Poll Everywhere is a web-based student response system. It provides powerful tools for live polling and works well with all mobile devices (laptops, tablets, phones). See below for an overview and tutorials on how to use it for your class.
- Free to use with WashU Institutional License
- Easy to create and customize poll questions in the web or via an add-on for PowerPoint, Keynote, or Google Slides
- Flexible options for students to participate using any mobile-enabled devices (computers, tablets, and phones) through the web or SMS texting
- Many poll options, including multiple choice, open response, live word clouds, clickable images, up- and down-voting for Q&A, or rank order
- Display real-time results from any web browser or embed in a PowerPoint, Keynote, or Google Slides deck
- Write questions in almost any language, or include images, LaTeX syntax, and emojis
- Easily share poll questions and slides across instructors with the Teams feature
- Administered and supported by WashU CTL
- Can be integrated into Canvas (this feature being piloted for select cases)
- Grade for participation or correct responses (the set up for this feature is supported on a case-by-case basis.
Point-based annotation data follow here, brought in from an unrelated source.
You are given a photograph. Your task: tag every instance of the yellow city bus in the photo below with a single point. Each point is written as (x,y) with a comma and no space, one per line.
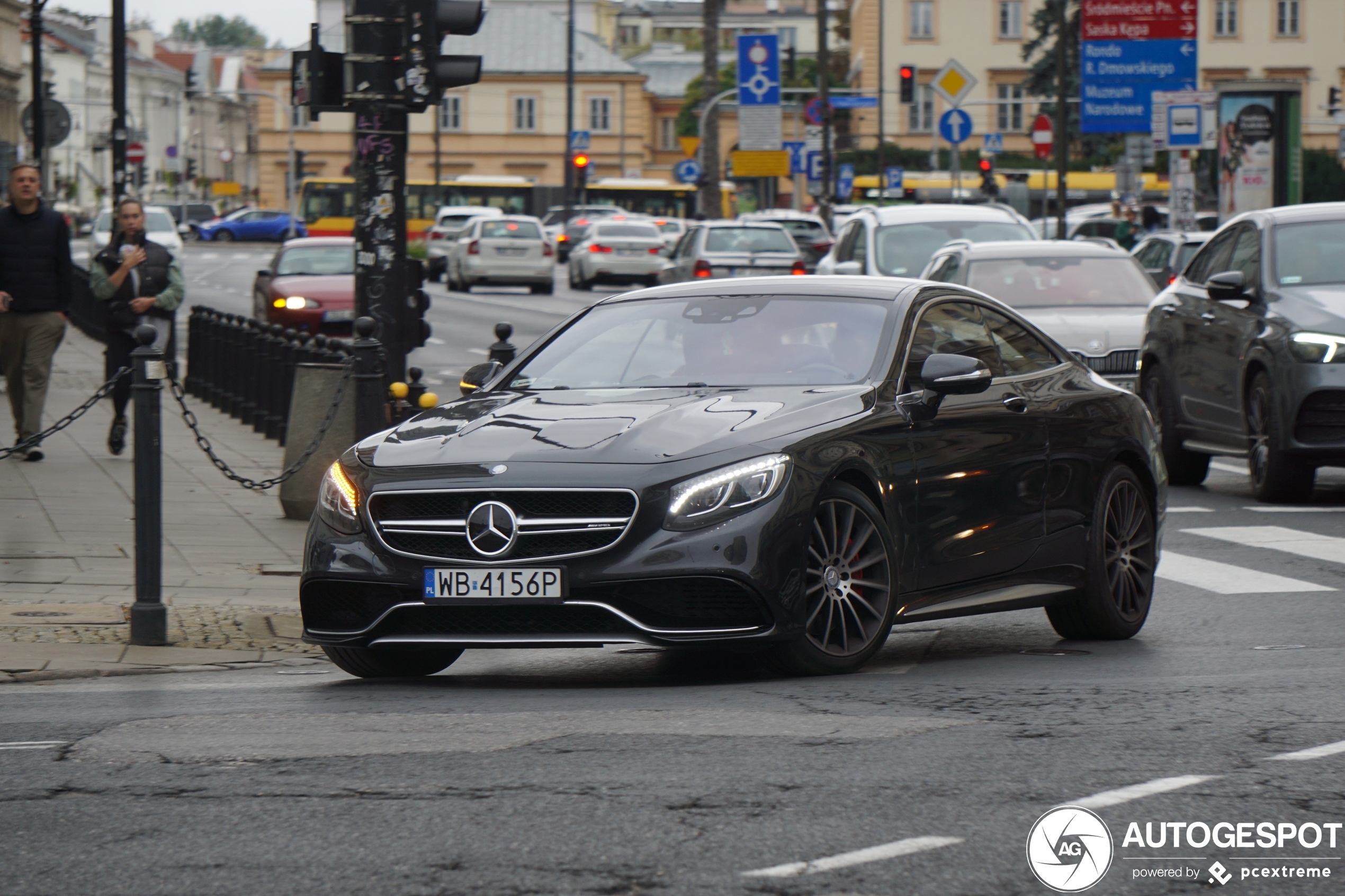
(327,205)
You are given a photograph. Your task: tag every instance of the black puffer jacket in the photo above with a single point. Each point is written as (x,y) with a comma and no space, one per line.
(35,260)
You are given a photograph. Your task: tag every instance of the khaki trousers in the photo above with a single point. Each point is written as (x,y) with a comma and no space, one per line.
(28,343)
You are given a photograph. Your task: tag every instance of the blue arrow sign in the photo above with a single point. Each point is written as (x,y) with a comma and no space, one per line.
(759,70)
(688,171)
(955,125)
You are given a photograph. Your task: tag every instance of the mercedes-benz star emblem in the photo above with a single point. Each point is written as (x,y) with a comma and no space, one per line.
(491,528)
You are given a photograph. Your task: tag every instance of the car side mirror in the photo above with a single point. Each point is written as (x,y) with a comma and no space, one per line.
(1229,286)
(478,376)
(955,375)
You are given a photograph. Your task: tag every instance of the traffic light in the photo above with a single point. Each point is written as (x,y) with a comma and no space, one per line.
(427,73)
(908,83)
(988,178)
If you are interested in this feature, please contact email@example.com)
- Reasons to use Poll Everywhere
The features of Poll Everywhere help engage your students with the content, each other, and you as the instructor. Here are just a few pedagogical benefits:
- Active learning: Polls foster engagement in the classroom by asking all students to respond to questions and discuss the responses in real time. This hands-on and minds-on activity prompts students to engage with the course material and each other.
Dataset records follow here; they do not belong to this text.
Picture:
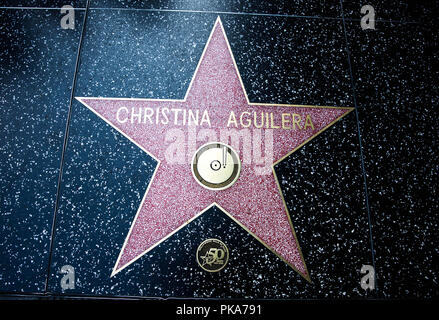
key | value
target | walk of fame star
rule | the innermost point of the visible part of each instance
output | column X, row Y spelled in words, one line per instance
column 173, row 197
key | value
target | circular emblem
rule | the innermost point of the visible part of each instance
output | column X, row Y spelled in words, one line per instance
column 216, row 166
column 212, row 255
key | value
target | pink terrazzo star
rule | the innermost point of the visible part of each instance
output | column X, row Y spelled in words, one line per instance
column 173, row 197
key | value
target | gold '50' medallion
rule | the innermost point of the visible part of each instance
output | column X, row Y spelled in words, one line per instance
column 212, row 255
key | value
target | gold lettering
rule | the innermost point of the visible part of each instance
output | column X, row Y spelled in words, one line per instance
column 308, row 122
column 232, row 119
column 296, row 120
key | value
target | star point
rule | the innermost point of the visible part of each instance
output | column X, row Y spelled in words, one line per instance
column 215, row 105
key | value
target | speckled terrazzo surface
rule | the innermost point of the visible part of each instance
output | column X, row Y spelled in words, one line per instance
column 316, row 54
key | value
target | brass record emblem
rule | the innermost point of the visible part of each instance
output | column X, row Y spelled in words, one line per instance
column 216, row 166
column 212, row 255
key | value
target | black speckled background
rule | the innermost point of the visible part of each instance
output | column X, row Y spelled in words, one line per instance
column 362, row 192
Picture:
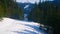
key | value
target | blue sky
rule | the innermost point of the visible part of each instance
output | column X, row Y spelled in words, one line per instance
column 31, row 1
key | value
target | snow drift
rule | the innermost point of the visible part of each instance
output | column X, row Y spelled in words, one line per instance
column 11, row 26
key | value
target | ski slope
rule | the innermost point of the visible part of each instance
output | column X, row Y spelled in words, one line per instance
column 12, row 26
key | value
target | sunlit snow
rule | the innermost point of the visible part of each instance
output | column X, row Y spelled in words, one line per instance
column 11, row 26
column 32, row 1
column 26, row 6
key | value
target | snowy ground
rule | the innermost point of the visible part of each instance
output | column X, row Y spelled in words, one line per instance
column 11, row 26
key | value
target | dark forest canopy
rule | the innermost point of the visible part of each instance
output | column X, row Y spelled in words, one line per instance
column 9, row 8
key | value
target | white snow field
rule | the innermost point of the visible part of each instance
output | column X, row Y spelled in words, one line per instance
column 12, row 26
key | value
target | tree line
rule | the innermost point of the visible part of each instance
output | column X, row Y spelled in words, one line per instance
column 9, row 8
column 46, row 13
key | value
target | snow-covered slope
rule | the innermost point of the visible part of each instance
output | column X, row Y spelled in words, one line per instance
column 32, row 1
column 11, row 26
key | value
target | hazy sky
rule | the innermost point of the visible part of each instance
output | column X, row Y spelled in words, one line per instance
column 31, row 1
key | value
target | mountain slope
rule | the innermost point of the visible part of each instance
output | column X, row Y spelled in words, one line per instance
column 11, row 26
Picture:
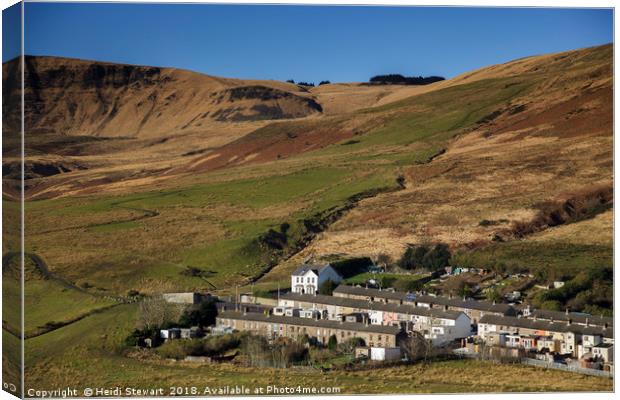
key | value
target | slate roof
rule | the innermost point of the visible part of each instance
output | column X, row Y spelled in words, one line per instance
column 542, row 325
column 505, row 309
column 302, row 269
column 579, row 318
column 368, row 305
column 377, row 293
column 320, row 323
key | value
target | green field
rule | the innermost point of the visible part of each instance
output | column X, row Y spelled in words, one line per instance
column 105, row 245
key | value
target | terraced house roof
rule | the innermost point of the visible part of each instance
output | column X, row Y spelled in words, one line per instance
column 578, row 318
column 542, row 325
column 319, row 323
column 371, row 305
column 505, row 309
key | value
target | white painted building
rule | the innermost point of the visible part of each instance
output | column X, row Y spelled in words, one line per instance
column 308, row 278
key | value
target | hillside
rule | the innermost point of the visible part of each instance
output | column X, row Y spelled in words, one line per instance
column 160, row 193
column 149, row 180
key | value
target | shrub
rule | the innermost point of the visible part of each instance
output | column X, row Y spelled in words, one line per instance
column 204, row 315
column 425, row 257
column 402, row 80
- Retrieval practice: Students often follow along with lecture and feel they have a clear understanding of a topic but have trouble when tested on their knowledge. Help students test themselves and practice retrieving their knowledge with a poll.
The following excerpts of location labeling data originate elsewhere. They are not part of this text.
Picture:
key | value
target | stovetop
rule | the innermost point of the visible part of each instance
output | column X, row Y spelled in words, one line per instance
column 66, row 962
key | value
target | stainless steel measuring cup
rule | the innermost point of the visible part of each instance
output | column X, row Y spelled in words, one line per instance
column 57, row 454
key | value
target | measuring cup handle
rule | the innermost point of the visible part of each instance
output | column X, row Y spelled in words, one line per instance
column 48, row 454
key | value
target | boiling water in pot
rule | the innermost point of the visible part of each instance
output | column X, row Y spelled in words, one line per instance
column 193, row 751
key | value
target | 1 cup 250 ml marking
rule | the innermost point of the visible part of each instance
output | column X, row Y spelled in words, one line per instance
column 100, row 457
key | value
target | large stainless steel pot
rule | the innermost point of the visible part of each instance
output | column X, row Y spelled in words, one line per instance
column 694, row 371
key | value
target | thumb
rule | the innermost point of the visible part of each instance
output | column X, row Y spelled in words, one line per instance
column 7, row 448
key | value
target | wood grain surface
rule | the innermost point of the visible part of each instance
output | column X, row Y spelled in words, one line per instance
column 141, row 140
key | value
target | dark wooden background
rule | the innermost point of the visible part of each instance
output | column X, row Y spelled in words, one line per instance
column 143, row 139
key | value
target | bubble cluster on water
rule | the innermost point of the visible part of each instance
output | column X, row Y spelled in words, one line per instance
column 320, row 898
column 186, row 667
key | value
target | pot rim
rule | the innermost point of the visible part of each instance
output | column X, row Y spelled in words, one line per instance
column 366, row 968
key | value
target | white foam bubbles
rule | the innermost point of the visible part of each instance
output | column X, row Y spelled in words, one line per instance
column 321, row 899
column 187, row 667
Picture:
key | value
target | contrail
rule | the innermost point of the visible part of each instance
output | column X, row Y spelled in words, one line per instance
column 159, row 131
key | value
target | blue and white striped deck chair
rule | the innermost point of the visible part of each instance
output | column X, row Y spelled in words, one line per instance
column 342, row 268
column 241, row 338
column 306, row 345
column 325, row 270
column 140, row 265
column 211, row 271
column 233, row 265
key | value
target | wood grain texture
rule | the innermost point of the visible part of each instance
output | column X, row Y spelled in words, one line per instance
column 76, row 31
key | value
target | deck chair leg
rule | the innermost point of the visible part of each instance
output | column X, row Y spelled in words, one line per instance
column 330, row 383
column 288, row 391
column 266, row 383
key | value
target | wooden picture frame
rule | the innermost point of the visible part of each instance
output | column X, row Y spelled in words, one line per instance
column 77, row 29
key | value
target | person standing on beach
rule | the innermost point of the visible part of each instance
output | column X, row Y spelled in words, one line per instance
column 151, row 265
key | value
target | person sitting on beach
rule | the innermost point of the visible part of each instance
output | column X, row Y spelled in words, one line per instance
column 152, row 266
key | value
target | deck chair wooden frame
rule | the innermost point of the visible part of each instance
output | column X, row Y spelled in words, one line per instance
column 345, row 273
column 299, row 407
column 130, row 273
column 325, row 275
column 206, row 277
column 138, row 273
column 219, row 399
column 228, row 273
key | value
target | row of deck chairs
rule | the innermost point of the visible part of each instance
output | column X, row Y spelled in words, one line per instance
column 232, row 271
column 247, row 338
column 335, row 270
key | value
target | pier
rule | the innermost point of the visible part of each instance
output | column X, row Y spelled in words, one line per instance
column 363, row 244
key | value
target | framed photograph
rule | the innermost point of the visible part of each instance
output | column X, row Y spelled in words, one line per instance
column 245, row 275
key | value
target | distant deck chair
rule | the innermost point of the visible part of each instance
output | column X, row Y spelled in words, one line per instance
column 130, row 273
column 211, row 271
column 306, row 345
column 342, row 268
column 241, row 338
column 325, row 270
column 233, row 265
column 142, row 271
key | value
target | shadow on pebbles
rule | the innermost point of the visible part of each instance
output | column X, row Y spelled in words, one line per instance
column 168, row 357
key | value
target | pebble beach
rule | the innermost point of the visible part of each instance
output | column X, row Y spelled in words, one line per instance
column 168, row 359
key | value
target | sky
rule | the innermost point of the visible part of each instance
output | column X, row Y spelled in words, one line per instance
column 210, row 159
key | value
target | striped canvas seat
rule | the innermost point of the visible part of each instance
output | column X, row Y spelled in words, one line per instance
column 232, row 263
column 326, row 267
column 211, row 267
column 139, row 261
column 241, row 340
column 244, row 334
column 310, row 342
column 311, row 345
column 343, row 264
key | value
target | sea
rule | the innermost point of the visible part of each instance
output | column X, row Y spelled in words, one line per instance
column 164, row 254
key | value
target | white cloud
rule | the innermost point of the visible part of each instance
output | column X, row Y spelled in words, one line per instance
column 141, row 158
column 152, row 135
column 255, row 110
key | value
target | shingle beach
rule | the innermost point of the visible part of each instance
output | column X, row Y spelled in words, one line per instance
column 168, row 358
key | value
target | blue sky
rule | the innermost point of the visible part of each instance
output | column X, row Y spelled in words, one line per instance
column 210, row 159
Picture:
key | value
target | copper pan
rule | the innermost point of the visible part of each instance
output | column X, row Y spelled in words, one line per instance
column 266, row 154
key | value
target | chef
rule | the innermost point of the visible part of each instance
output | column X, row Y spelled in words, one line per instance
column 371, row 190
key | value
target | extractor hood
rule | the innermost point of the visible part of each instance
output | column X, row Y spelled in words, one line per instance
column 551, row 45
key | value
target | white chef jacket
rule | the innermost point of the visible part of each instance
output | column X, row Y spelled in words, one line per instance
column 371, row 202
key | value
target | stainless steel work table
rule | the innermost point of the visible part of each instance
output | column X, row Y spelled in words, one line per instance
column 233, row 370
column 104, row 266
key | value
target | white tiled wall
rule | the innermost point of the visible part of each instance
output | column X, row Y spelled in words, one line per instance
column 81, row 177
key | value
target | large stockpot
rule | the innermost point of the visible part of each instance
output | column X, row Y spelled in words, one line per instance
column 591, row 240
- Anonymity: Questions may ask students to assess their own understanding, reveal misconceptions, reflect on their own perspectives, or share feedback. Anonymous polls allow students to freely share their thinking and be vulnerable in their response.
- Quick check for understanding: Use live responses to adjust your teaching and start dialogues with students. You can easily run and rerun your poll to help students resolve debates or clear up confusion (see Easy idea for teaching below).
- Ideas for Teaching with Poll Everywhere
- Create a multiple-choice question to assess student thinking. If the poll shows divergent range of responses, ask students to turn to a neighbor and discuss/debate. Re-run the poll and see how student responses changed. For questions where students do not converge on a correct answer, consider holding a mini-lecture or Q&A to address student confusions.
- Review the best practices for polling and develop a few poll questions for use throughout the semester. Make sure to pick polling activities that align with your course goals and explain to students why you use polling in the classroom!
- Incorporate more poll questions throughout the class period to better understand student thinking. Be ready to address how student respond – what they are confused about may surprise you!
- Try out different types of polls such as live word clouds, clickable images, up- and down-voting for Q&A, or rank order. These can be used to find out more about student attitudes, what they are interested in, and where they stand on an issue. Note that some of these options are difficult to respond to on mobile devices.
- Consider different types of polling activities that you can incorporate into your class. You can use Poll Everywhere to engage students in a conceptual question, gather feedback, and share their ideas. Use the questions to build on course content and revise them in future courses.
- Build conceptual understanding by writing a poll question with response options that align with common misconceptions. These can reveal to students how they and their peers think about an idea, providing the space for them to debate and reconsider their misconceptions. Use student discussions to continually improve the response options to bring out further misconceptions.